Raymond Kennedy last night insisted he will not shirk his responsibilities after the first major incident hit is presidency.
Northern Ireland stars Keith Gillespie and George McCartney were involved in a bust-up on board a flight from Reykjavik to London yesterday morning after Wednesday night's last-gasp defeat to Iceland.
Gillespie's own goal a minute from time made it a miserable week for Nigel Worthington's side and reports of a public row between two very experienced players have sparked an IFA investigation.
Kennedy, who was elected as President in succession to Jim Boyce in June, will get to work this morning to find out who was at fault and why such an incident took place.
"We will deal with this incident very quickly and I expect to speak to Nigel Worthington about it first thing on Friday," said Kennedy.
" I realise I am in a new role now and I will not be shirking my responsibilities when something like this happens.
"It really was the final straw from what was a terrible trip with two defeats when we all expected so much more.
"I didn't know of the incident until the plane I was on landed in Glasgow and to say I was gutted and surprised would be an understatement.
"You don't expect something like this to happen at any level of football, never mind after an international."
Kennedy has also insisted team morale will not suffer as a consequence of the spat.
He added: "This sort of thing has happened before but we will investigate to see just how serious it was.
"It's not good for anyone but we can't let this take away from the hard work done by the team and the IFA in recent years.
" From time to time in football players do fall out and things are said in the heat of the moment but we will have to find out if it has been more than that.
"We have to remember the players were cooped up in hotels for eight days and there was very little for them to do.
" Not for one second am I using that as an excuse but it has to be taken into account.
"I will keep an open mind on the entire issue however until I have spoken to all of the relevant people.
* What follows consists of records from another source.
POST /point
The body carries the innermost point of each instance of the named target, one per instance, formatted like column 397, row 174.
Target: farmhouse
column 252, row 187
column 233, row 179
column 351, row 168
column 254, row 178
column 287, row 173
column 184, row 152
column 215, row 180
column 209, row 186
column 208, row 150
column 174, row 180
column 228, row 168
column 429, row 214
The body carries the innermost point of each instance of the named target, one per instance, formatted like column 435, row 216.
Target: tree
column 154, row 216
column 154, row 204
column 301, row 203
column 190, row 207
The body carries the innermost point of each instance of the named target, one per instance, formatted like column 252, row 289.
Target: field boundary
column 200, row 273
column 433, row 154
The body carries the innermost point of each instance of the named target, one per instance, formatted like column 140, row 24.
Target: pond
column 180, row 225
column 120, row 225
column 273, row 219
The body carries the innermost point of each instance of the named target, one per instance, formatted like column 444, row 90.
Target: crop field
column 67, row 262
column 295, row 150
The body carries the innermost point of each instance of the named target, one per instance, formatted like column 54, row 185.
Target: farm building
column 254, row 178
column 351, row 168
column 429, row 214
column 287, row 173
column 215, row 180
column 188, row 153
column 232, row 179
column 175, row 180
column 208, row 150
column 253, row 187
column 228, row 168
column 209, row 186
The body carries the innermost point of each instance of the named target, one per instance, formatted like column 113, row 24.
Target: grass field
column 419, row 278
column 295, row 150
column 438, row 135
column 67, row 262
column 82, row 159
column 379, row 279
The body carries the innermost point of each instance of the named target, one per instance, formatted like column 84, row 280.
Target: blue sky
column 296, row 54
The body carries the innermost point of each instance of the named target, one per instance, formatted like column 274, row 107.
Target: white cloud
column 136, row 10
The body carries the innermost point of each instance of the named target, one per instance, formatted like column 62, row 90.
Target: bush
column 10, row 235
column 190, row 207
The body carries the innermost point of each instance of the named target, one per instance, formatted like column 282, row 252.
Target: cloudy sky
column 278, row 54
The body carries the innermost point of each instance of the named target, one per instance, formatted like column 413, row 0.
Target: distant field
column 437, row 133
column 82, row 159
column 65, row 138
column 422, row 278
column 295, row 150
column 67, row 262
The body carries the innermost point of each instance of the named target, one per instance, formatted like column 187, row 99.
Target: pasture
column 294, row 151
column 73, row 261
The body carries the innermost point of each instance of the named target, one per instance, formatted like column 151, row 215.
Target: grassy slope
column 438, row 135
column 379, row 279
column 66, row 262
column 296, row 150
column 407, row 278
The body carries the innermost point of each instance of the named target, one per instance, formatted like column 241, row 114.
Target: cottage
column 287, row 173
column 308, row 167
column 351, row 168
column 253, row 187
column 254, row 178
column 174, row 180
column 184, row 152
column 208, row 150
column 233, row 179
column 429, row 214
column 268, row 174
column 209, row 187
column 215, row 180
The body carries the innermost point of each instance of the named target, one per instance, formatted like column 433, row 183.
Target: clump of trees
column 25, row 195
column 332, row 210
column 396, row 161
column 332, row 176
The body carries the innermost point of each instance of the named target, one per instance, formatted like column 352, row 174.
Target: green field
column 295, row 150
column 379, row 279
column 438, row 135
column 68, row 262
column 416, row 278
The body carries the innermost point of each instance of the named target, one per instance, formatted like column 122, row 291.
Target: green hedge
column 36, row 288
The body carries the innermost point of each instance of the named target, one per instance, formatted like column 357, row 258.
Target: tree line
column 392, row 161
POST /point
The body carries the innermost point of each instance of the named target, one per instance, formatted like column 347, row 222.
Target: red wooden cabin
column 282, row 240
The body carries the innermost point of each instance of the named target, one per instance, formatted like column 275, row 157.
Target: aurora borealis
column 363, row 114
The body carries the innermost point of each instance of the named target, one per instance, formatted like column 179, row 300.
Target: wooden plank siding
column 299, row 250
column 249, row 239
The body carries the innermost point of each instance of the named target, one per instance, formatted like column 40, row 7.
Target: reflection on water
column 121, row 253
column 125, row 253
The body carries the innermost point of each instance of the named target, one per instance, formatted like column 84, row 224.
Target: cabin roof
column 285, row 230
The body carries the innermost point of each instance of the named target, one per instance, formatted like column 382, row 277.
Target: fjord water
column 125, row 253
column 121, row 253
"We are taking the incident very seriously and I would like to think we can get to the bottom of things and speak to the players within the next few days.
"The defeats were bad enough but this really has left a bad taste in the mouth and as an association we will not stand for it if it does prove to be serious."
Meanwhile, Lawrie Sanchez has urged his former Northern Ireland stars to believe they can still make it to Euro 2008 despite the two defeats.
He said: "I knew they'd be difficult games, from the very fact that we lost to Iceland in the first qualifier.
"But I thought the team had got past the stage of struggling in Iceland away.
"To be fair the performances were decent but it was about turning chances into goals.
"The goals that were conceded were unfortunate to say the least.
"It's an uphill task now but we've beaten Sweden and Spain before and if we do the same we'll qualify. Win the last three games and we're there. Everything is still alive until that is no longer available."